Documentation on limitations and RFC conformance

50 views
Skip to first unread message

Deron Meranda

unread,
Mar 17, 2010, 4:11:31 PM3/17/10
to Jansson users
In general jansson appears to implement RFC 4627 (JSON) quite well!
Thanks.

However, like any language-specific binding, there are going to be
limitations and other issues. Would it be possible to add this to the
documentation? This is especially important to people using JSON to
transfer data between disparate languages. These are the things I
think I have determined so far.

1. Strings.

Generally, JSON strings are mapped to C-style null-terminated
character (byte) arrays using the UTF-8 encoding.
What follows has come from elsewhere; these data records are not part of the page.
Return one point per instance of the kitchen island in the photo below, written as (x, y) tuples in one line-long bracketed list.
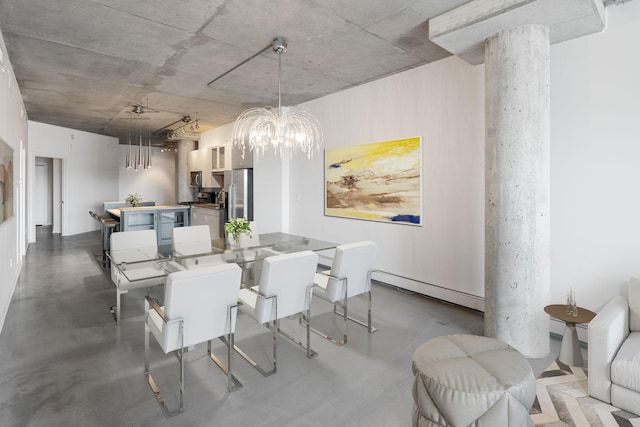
[(163, 219), (208, 214)]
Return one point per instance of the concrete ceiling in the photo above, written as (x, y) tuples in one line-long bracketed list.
[(84, 64)]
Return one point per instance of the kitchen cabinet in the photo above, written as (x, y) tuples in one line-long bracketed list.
[(237, 162), (193, 160), (218, 158), (207, 216), (163, 219)]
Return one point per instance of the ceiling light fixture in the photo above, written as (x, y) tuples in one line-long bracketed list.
[(293, 128), (142, 159)]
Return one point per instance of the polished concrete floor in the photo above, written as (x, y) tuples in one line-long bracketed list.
[(65, 362)]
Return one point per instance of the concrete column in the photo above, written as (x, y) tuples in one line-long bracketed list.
[(517, 224), (184, 193)]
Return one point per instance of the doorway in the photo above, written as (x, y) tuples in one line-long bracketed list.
[(47, 200)]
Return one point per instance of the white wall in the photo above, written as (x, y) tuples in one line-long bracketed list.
[(443, 103), (89, 172), (157, 184), (13, 131), (595, 150)]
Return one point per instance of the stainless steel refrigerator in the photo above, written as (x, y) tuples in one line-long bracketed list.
[(238, 187)]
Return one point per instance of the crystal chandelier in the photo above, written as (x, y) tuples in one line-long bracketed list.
[(293, 128), (142, 157)]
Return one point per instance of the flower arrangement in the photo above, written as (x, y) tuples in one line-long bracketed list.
[(133, 199), (237, 226)]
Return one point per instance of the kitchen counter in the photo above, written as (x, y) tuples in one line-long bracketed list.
[(206, 205), (117, 211), (162, 219)]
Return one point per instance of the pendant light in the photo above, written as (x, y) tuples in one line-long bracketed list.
[(292, 127)]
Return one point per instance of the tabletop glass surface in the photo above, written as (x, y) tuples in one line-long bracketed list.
[(265, 245)]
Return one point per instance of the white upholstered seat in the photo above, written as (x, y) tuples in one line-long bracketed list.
[(350, 276), (200, 305), (131, 246), (284, 289), (614, 351), (192, 246)]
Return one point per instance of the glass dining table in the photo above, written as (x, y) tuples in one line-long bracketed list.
[(247, 257)]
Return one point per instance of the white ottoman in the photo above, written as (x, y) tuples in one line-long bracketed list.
[(463, 380)]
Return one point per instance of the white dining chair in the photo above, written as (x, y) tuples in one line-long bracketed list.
[(199, 306), (284, 289), (131, 246), (350, 276), (192, 247)]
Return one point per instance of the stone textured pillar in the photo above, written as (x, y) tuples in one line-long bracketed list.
[(517, 223), (184, 193)]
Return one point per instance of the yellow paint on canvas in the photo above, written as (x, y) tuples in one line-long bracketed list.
[(365, 156), (354, 214)]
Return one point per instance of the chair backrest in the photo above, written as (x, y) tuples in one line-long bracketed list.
[(129, 246), (201, 298), (288, 277), (352, 261), (192, 240), (634, 305)]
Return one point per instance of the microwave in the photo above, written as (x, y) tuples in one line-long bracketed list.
[(195, 179)]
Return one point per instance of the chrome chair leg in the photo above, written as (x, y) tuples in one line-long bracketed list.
[(233, 383), (367, 325), (147, 372), (252, 362)]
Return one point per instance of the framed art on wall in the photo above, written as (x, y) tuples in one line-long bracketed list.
[(380, 181), (6, 181)]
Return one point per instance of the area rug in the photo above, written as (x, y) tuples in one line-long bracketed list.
[(562, 400)]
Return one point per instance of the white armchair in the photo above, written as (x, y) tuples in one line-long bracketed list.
[(200, 305), (284, 290), (614, 351), (350, 275), (131, 246), (192, 247)]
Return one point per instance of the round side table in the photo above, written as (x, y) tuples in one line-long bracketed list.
[(570, 350)]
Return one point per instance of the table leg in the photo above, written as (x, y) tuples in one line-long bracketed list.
[(570, 353)]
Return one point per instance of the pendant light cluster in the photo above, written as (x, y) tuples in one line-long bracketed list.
[(293, 127), (140, 141)]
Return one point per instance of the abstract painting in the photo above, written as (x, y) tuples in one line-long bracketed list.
[(6, 181), (381, 181)]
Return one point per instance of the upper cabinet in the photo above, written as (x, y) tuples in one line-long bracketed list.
[(193, 161), (218, 158), (237, 162)]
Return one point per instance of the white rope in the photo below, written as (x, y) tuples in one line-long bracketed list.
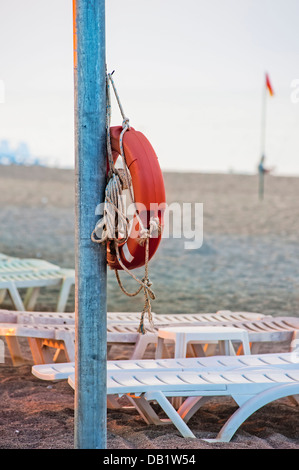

Strings may not contain null characters (U+0000); which generally
means that jansson can not handle direct binary data encoded in JSON
strings. The JSON standard allows this, but jansson follows the
established C language convention of null-terminated strings, so the
null character must be excluded. (Note this could be allowed if
jansson introduced a second type of string value (binary string?)
which was a length/pointer pair rather than a C-style string ... or
perhaps with C++ wrappers by using the std::string class)

All other Unicode codepoints U+0001 through U+10FFFF, excluding the
surrogate pairs U+D800 to U+DFFF, are allowed.

2. Numbers.

* JSON integer numbers are mapped to C "int" values.
* JSON real numbers are mapped to C "double" values.

* Real vs. Integer. JSON makes no distinction between real and
integer numbers; C does. Thus a JSON number is considered to be a
real number if its lexical representation includes one of: "e", "E",
or "."; regardless if its actual numeric value is a true integer.
(e.g., all of "1E6", "3.0", "400E-2", and "3.14E3" are mathematical
integers, but will be treated as real values and thus mapped to the C
double type). When converted to JSON (dumping), real values are
always represented with a fractional part; e.g., the C double value
3.0 will be represented in JSON as "3.0", not "3".

* Numbers that are too large to fit in one type are not promoted to
another; thus very large integers may result in an overflow rather
than conversion to a double, regardless if such conversion could be
lossless or lossy. Thus, depending on platform, the JSON number
1000000000000000 may result in an overflow (see below) rather than
being converted to the mathematically equivalent 1.0E+15.

* No support is provided in jansson for any C numeric types other
than 'int' and 'double'. This excludes things such as unsigned types,
long, long long, long double, etc. Obviously, shorter types like
'short' and 'float' are implicitly handled via the ordinary C type
coercion rules (subject to overflow semantics). Also, no support or
hooks are provided for any supplemental "bignum" type add-on packages.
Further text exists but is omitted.